The soldier in camouflage was clearly well trained like JJ. He could tell something was amiss and prodded the bushes and rocks with his automatic rifle.

JJ wasn’t used to thinking about people and their strange motivations. It was part of the reason he went off the grid. Life was so much simpler this way. He scrunched his brow in concentration and an idea came to him.

The guy I hid in the cave is trying to be something he’s not. He wants people to think he can’t walk… so they’ll feel sorry for him. He’s a poser. … This is stolen valor! He mimics the struggle of the lame and the crippled and generally defective!

Anger for the imposter welled up in JJ. He watched as the soldier pushed aside some thick brush, uncovering a narrow cave entrance. He felt content to remain hidden and let things unfold. The soldier snapped on a small, but powerful light and attached it to his rifle. He entered the cave ready to shoot.

(John)

Where the fuck is that asshole, Dean, Wanda wondered. I need to get my hands on a phone and give him a call. Then something occurred her.

“Danny! Please! I’ll do whatever you want. Just please don’t let this old geezer have his way with me.”

Gardino’s toothy smile turned into a wide frown. Wanda reached back through the door and took Danny’s wiry hand.  Gardino grunted and tried to hold her close, but even a scrawny kid like Danny easily outmatched his strength.

No! Gardino thought. This was just like his entire life all over again - robbed of satisfaction. His bosses in the government had always conspired to keep him down just like his professors had back in school. He should have been valedictorian in high school and should now be running the entire Alien-Human Cross Biohazard division instead of working as a lowly tech. Now this ungrateful, pointy-haired kid was going to pull a double-cross and keep the girl for himself.

No!

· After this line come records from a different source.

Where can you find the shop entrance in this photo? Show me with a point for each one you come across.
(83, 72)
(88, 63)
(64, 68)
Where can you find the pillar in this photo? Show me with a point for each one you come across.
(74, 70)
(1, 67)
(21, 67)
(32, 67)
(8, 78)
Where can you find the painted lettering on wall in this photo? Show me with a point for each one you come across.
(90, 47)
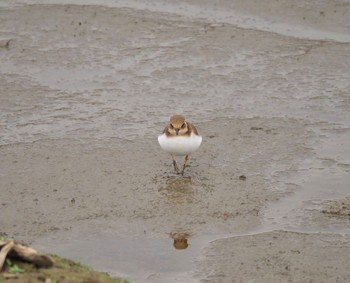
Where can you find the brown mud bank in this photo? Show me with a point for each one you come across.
(85, 90)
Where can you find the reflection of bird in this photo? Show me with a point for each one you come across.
(179, 138)
(180, 240)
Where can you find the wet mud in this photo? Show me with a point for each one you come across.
(85, 91)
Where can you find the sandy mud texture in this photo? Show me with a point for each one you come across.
(86, 89)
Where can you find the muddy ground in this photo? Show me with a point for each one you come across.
(86, 89)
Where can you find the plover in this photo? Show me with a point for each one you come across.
(179, 138)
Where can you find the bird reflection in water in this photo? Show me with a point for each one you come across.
(180, 240)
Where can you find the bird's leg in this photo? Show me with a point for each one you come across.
(183, 168)
(175, 164)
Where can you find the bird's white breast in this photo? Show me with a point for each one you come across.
(180, 145)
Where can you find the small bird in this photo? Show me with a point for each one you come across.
(179, 138)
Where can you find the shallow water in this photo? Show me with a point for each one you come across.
(87, 89)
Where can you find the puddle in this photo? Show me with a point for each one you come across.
(324, 177)
(142, 259)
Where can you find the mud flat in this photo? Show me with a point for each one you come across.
(86, 89)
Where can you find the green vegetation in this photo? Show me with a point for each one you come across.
(63, 271)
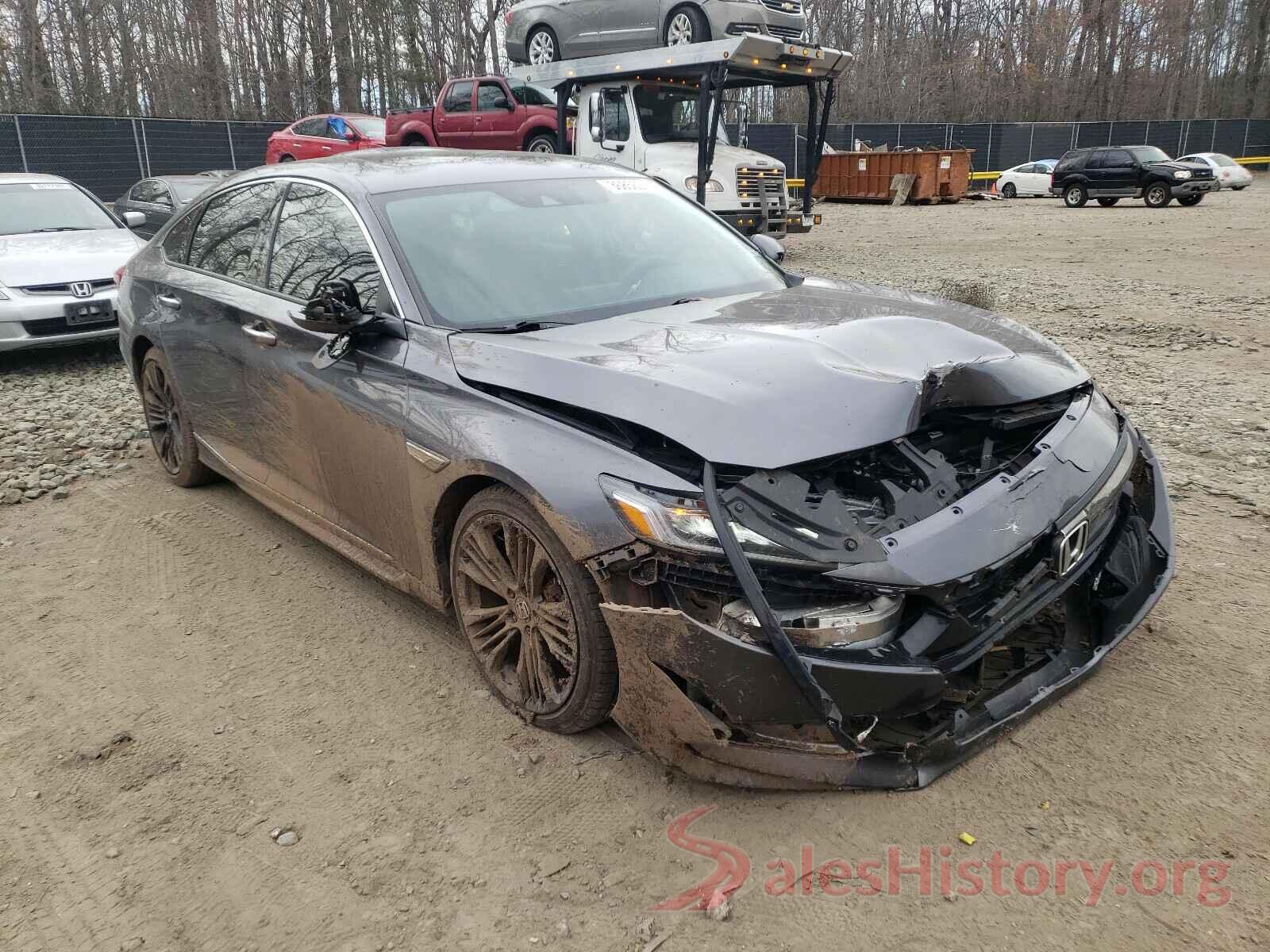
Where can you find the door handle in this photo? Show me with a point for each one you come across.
(260, 336)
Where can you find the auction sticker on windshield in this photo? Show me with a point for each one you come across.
(622, 186)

He thought again. The Viagra had already kicked in. He didn’t want to settle for the love in the morgue any longer. If memory served, warm girls were so much better.

Gardino held on as tightly as he could, but his old arms proved no match for the combination of Danny and Wanda working against him. He grasped at the last semblance of possible pleasure by pressing the bulge in his pants against the top of her head as it slipped back through the door. He choked down a cry in the back of his throat.

(John)

“Fuck you! You homo cave dweller.” Dean’s words were coming back, but he still didn’t have access to his full verbal arsenal. He felt gay slurs were beneath him  - in fact, he had even been a little bi-curious in college - but he couldn’t think of any other potentially wounding phrases. And his ass still hurt.

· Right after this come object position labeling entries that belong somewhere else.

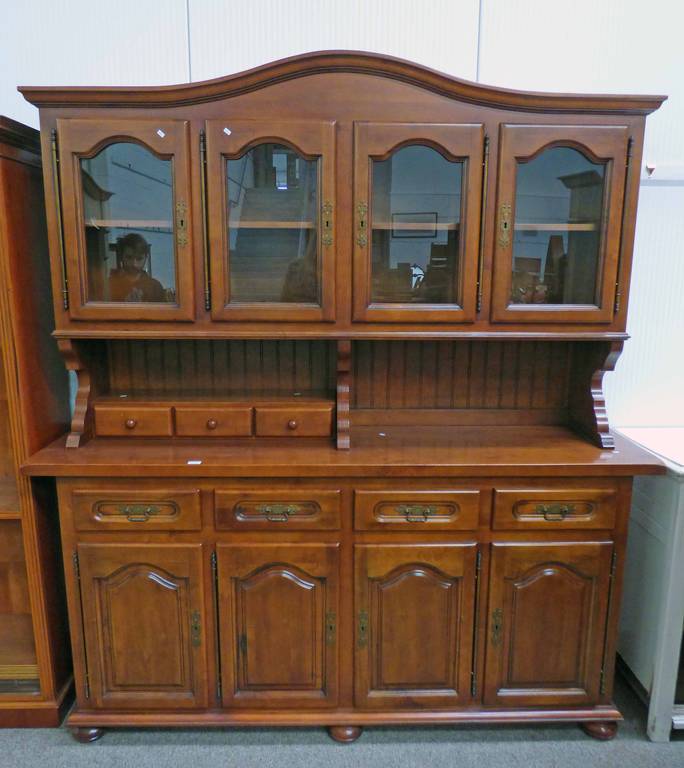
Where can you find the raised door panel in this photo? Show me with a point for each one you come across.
(417, 199)
(271, 203)
(415, 620)
(278, 623)
(560, 194)
(125, 191)
(548, 607)
(144, 616)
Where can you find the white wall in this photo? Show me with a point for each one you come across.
(622, 46)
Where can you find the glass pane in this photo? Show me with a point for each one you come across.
(557, 232)
(128, 208)
(273, 226)
(415, 215)
(18, 670)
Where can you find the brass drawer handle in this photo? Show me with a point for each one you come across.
(138, 513)
(416, 513)
(277, 513)
(555, 512)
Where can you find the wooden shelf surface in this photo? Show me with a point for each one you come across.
(375, 451)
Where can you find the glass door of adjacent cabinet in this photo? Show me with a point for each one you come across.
(559, 212)
(271, 203)
(127, 219)
(417, 193)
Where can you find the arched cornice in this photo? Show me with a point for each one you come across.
(336, 61)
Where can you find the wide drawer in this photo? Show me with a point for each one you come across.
(294, 421)
(219, 421)
(277, 509)
(119, 509)
(554, 508)
(143, 421)
(400, 510)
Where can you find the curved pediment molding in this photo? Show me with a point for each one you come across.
(320, 62)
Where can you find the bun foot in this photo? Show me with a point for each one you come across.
(344, 733)
(86, 735)
(603, 730)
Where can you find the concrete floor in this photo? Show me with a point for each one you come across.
(563, 746)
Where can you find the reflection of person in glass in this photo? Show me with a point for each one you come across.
(130, 281)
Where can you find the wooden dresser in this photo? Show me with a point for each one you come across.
(339, 454)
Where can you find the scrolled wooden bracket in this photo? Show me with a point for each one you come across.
(343, 393)
(587, 402)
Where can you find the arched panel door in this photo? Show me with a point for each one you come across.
(271, 204)
(417, 197)
(548, 608)
(414, 608)
(559, 221)
(278, 624)
(125, 192)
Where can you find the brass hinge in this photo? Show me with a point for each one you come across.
(58, 211)
(483, 212)
(205, 235)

“You didn’t save me you dirty bastard!” Dean continued, shouting now. “You used my body for your sexual amusement!”

Confusion crossed the naked man’s face, followed closely by annoyance. “I did save your life and I don’t like man-butt and I don’t like talking.” He quickly squatted and sprang back up with fistfulls of cave dirt he tossed in the air.

Dean screamed through the rain of dirt and dead bugs, “Then why am I wearing someone else’s underwear and why does my ass hurt!!”

“Cuz you pooped your pants when the army fried your nipples and I don’t want poop in my cave! I was a nice guy and gave you my shorts. But first I had to put a rock in your crack so to stop the anal leakage.”

Some of the remaining unsettled dust landed in Dean’s open mouth as he processed what he had just heard.